Army officials went to the ArmorSource plant to see firsthand how the company was addressing the issue of the peeling paint, and what they saw there led them to issue a stop-work order on Feb. 2. Contract termination proceedings began on April 27. The ACHs cost $250 each.
On May 11, DOJ provided “critical additional details” on its investigation, Fuller said. The next day, the Army received the preliminary results from the ballistics tests at Aberdeen, Md. On May 13, the Army issued the recall notice. Army officials said they could not comment on the details of the DOJ investigation.
Some of the 55,000 ArmorSource helmets in Army storage were pulled for additional ballistics testing at the Army’s test center in Aberdeen. Fuller said the Army’s ballistics testing did not result in “lethal penetrations,” but also said the helmet did not meet “full Army standards.”
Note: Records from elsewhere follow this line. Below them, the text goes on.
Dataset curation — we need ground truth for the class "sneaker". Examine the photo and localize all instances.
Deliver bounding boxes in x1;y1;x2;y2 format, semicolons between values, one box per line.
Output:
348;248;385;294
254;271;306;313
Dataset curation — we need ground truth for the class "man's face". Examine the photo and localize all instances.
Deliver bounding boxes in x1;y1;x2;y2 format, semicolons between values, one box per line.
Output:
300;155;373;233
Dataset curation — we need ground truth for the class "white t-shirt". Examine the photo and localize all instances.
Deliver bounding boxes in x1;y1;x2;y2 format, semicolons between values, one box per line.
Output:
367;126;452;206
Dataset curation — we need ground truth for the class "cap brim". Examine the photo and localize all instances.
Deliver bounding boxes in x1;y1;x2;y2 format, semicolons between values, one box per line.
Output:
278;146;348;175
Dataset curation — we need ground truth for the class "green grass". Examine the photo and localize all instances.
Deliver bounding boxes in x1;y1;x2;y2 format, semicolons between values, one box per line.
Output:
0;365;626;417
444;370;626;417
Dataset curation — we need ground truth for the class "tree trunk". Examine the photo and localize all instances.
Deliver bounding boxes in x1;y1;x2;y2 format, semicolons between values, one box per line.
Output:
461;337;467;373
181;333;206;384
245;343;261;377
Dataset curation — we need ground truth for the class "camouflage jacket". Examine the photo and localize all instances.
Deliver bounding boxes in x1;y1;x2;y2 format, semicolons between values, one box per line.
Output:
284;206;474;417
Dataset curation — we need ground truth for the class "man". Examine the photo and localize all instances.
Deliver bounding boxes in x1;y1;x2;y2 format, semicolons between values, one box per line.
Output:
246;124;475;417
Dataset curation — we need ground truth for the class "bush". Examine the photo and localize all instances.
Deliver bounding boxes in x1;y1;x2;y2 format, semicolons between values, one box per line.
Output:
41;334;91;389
He said a combination of “worst-case” scenarios would have to result for troops who might be wearing the ArmorSource ACHs to be injured.
The initial lot of ArmorSource’s ACHs was put through a full range of tests before the Army signed a production contract, and sample helmets passed. Fuller said he did not know why the helmet’s defects were not revealed in those earlier tests, but the helmets pulled and tested this time around were found to have problems.
Col. William Cole, the program manager for Soldier’s protective equipment, said: “The helmets that we pulled at random from our stocks and conducted ballistic testing on fell short on Army standards -- not by much, but the standards are absolute.”